I want to learn about climate change
April 7, 2014 6:15 PM   Subscribe

I want to learn about climate change and the challenges facing the environment today. Please recommend resources!

I don't know anything about the environment or climate change and I would like to change that. Books, documentaries, lectures, etc. are all welcome. Thanks!
posted by Hey Judas! to Science & Nature (13 answers total) 20 users marked this as a favorite
The IPCC (Intergovernmental Panel on Climate Change) is an international group of scientists that study and publish a report on the most up-to-date observations and predictions about climate change. There are a ton of resources on their website.
posted by DoubleLune at 6:23 PM on April 7, 2014 [3 favorites]

Sometimes I get a good basic understanding from children's books that helps me when I turn to more advanced resources. Here's one I like:

What Are Global Warming and Climate Change?
posted by marguerite at 6:26 PM on April 7, 2014 [1 favorite]

You can also browse the climate.gov website.
posted by Seymour Zamboni at 6:38 PM on April 7, 2014

I'm a fan of Jean-Marc Jancovici, he is really lucid, writes and talks accessibly, and is working to pass the message to politicians and businesses. Please excuse the old-school website; pick a topic from this list (fossil fuels) or this list (climate).
posted by Tobu at 6:47 PM on April 7, 2014

"Heat" by George Montbiot is succinct and is a very understandable introduction to the issues involved. Gives a very good idea of impact by economic sector along with some thoughts about what could be tried.
posted by PickeringPete at 6:49 PM on April 7, 2014 [1 favorite]

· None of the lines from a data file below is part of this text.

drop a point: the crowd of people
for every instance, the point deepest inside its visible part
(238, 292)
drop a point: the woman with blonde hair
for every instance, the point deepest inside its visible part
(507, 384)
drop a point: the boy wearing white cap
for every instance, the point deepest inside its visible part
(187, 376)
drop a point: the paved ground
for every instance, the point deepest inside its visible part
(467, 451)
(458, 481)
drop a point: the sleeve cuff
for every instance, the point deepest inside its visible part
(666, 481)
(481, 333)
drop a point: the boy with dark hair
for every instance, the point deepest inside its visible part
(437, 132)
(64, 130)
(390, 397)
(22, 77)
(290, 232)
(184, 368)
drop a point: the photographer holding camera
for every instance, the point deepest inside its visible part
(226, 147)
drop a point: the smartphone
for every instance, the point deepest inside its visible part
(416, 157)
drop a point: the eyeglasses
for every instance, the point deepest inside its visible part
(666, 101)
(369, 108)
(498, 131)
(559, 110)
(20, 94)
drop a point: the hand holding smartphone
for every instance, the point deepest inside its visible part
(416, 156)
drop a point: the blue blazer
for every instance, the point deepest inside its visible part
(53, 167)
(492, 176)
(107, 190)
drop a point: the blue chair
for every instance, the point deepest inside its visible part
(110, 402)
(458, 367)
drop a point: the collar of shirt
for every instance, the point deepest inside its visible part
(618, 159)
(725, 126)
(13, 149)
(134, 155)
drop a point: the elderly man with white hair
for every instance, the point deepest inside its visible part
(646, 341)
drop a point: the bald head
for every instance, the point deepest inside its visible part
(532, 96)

The American Association for the Advancement of Science (AAAS), publishers of the journal Science, recently started the What We Know initiative, which is a pretty good introduction to the subject of climate change.

The US National Academy of Sciences and The Royal Society of the UK recently authored Climate Change: Evidence and Causes which is available as a free download.

Going more deeply, historian of science Spencer Weart has put together an amazing website called The Discovery of Global Warming, which traces the history of thought about global warming, how it was discovered and how scientists came to realize it would become a serious problem.
posted by plastic_animals at 7:07 PM on April 7, 2014

Chris Clarke is an environmental journalist who writes extensively and clearly on climate issues among other things. The KCET Rewire blog is one place you can find his writing. His personal blog is here. He also writes at Beacon - that last is a paid subscription but I have found it worthwhile.
posted by leslies at 7:18 PM on April 7, 2014

Citizens Climate Lobby, a group advocating for a carbon tax in the U.S., has a monthly conference call to which they invite guests to speak on various issues relating to climate change. They are archived online, and they often also have YouTube links of the speakers giving talks elsewhere. (Full disclosure: I'm a member of the NY chapter.)
posted by bergeycm at 7:48 PM on April 7, 2014 [1 favorite]

Here is a parting post on oil limits (peak oil) from one of the Oil Drum contributors. Here are a few more posts, by another contributor, focused on agriculture and its relationship to energy and industrialisation.

Here is a BBC series tackling some of the resource issues we'll face by 2030, a consequence of current economics and climate change.
posted by Tobu at 7:51 PM on April 7, 2014

I want to learn this too!

coursera.org now has courses on just about everything. They've got two climate change courses that have just begun, one from U. of San Diego, and one from U. of Chicago.

(Free, massive open enrollment courses.)

Also you might like the extremely beautifully made climate change propaganda piece Home.
posted by bertran at 12:03 AM on April 8, 2014

Recommending the IPCC executive summaries.

Related to this is the book Sustainable energy - without the hot air which is related.
posted by monocultured at 12:37 AM on April 8, 2014

What We Know -- as website created and maintained by the American Association for the Advancement of Science.
posted by AwkwardPause at 5:18 AM on April 8, 2014

Earth's Future is an interdisciplinary peer reviewed journal focusing on climate change. It is open access for the rest of 2014 so you can read as much of it as you want.

American Geophysical Union has a lot of other resources available on this subject if you are interested.